Usage Guide

Python Package Usage

You can import the scikit-duplo package within python and then make use of the SciKit Duplo components inside your ML Pipelines.

QuantileStackRegressor

The QuantileStackRegressor is a meta learner that performs a regression task by learning interal quantiles over the target variable as a set of new features. In the example below we include a QuantileStackRegressor in a prediction pipeline.

from skduplo.meta import QuantileStackRegressor
from sklearn.ensemble import ExtraTreesRegressor
from sklearn.ensemble import RandomForestClassifier

qsr = QuantileStackRegressor(
    classifier=RandomForestClassifier(),
    regressor=ExtraTreesRegressor(),
    cuts = [0, 50, 100, 200]
)

This model learns a set of internal classifiers that cut the training data by the regression target value. In a sense the model learns a quantile regression stack in an out-of-sample fashion, then uses the outputs of the quantile regressors as a set of new features.

MultiStackRegressor

The MultiStackRegressor is a meta learner that extends the QuantileStackRegressor by learning a set of out-of-sample regressors as well as the quantile models as internal features.

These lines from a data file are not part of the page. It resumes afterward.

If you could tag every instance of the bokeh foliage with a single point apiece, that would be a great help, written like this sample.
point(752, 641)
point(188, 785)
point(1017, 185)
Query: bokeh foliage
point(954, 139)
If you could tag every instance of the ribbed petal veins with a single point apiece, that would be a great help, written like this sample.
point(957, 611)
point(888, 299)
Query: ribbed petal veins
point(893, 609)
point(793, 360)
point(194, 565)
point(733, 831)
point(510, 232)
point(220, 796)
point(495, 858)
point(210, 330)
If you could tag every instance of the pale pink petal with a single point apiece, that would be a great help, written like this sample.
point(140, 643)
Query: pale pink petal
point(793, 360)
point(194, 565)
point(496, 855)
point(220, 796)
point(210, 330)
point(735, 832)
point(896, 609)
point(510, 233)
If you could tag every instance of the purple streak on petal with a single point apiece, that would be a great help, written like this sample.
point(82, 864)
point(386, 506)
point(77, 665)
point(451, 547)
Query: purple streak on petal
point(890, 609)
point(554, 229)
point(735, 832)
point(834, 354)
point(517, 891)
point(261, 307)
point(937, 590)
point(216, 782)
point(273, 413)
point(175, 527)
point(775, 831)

In the example below we include a MultiStackRegressor in a prediction pipeline.

from skduplo.meta import MultiStackRegressor
from sklearn.ensemble import ExtraTreesRegressor
from sklearn.ensemble import RandomForestRegressor
from sklearn.ensemble import RandomForestClassifier

msr = MultiStackRegressor(
    classifier=RandomForestClassifier(),
    regressor_list=[ExtraTreesRegressor(), RandomForestRegressor()]
    regressor=ExtraTreesRegressor(),
    cuts = [0, 50, 100, 200]
)

Note that the regressor_list parameter is an arbitrary list of sklearn compatible regressors that the model will train internally on cross validated data to make intermediate predictions.